Whenever a Democrat says “Trump lies,” skeptical voters reply, “Well, they all lie.” Which may be true. What’s a unicorn, however, is an ex-president who nearly always lies (as Steve Bannon has privately marveled) while his political enablers silently squirm.

Again, quantity counts. Never before in our history has a president made over 34,000 documented lies and falsehoods in one term (or 22 times per day in 2020), or claimed he won an election he lost by 74 electoral college votes. Never has a losing candidate pretended that “voter fraud” resulted in the loss of key states when scores of judges and the U.S. Attorney General say otherwise, not to mention that nearly all voter fraud cases this election cycle were committed by Republicans. A democracy relying on a minimum of mutual trust cannot survive a Pinocchio Party.

Trump is a poisoned chalice

At every opportunity, Democrats ought to hang Trump around the neck of all GOP opponents. They may protest “but he’s not on the ballot,” except he is the top dog insisting on fealty from all members of the party.

Democrats associated the disgraced Nixon with all Republican candidates on the 1974 ballot, winning 49 House seats.
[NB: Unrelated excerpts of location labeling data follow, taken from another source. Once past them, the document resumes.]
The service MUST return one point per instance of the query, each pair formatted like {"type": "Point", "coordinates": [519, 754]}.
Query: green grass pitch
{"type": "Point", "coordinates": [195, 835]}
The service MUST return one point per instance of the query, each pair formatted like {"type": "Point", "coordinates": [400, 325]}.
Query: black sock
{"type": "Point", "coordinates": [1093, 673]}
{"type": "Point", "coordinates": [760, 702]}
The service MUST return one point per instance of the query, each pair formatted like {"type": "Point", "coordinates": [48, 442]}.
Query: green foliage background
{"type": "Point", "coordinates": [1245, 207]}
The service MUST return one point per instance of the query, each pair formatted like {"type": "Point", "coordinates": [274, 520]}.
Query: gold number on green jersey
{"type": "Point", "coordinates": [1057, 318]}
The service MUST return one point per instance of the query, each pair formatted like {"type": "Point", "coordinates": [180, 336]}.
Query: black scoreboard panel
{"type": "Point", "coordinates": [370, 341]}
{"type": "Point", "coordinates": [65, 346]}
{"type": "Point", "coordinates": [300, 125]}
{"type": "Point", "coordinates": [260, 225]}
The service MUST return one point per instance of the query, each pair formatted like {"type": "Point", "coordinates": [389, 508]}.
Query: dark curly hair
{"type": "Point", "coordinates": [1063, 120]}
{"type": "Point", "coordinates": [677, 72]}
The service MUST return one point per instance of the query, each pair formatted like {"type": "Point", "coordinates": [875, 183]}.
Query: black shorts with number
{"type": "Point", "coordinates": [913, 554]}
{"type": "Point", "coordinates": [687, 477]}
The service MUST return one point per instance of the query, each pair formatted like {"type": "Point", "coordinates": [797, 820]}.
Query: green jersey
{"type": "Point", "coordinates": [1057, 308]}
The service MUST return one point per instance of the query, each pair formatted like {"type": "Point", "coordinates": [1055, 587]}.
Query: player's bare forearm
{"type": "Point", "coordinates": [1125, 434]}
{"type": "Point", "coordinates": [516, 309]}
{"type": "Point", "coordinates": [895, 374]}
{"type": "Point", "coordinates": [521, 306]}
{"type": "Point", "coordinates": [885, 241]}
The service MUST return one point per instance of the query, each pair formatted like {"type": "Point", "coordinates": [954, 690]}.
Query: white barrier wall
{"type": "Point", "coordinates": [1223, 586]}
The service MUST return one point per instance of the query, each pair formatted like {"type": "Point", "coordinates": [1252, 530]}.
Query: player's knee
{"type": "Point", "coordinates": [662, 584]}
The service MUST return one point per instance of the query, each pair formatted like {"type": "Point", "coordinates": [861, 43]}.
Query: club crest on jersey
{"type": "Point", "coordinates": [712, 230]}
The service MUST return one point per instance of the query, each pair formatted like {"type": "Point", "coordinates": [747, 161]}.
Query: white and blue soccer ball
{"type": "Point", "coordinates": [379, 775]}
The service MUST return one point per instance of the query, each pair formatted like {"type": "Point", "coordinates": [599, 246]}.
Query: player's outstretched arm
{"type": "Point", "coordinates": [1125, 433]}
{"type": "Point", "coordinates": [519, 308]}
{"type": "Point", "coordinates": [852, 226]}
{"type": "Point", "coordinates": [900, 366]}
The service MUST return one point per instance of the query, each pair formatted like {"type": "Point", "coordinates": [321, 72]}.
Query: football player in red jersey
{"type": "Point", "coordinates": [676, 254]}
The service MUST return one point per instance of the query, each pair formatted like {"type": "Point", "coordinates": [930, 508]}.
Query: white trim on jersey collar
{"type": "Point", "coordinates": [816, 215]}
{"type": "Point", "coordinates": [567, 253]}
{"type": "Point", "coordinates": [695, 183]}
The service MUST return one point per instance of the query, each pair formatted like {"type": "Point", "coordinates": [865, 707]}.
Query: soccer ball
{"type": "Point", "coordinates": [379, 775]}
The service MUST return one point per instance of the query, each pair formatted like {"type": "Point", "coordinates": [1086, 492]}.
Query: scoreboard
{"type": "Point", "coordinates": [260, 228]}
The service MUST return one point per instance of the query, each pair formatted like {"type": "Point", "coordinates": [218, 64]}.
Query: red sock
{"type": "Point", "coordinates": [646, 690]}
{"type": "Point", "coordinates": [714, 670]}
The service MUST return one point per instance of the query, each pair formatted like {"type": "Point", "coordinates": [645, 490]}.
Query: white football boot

It would be political malpractice if Democrats don’t make the GOP pay for their active or silent embrace of a politician who in two recent national polls (NBC and Marquette) show has fallen to 34%, his lowest popularity since leaving office. Looks like being a one-man crime wave is not a political plus.

The elections of 2022 and 2024 will turn on substance and slogans. A party that does not believe in fair elections, the rule of law, climate violence, and the science of vaccines cannot be trusted to govern a contemporary society.

Marketplace prices are high. But democracy is priceless… and on the ballot this November.


Mark Green was the first Public Advocate for New York City and is the author or editor of 25 books, including including “Who Runs Congress?” (1972), “Losing Our Democracy” (2004), and “Wrecking America: How Trump’s Lies and Lawbreaking Betray All” (2020), co-authored with Ralph Nader.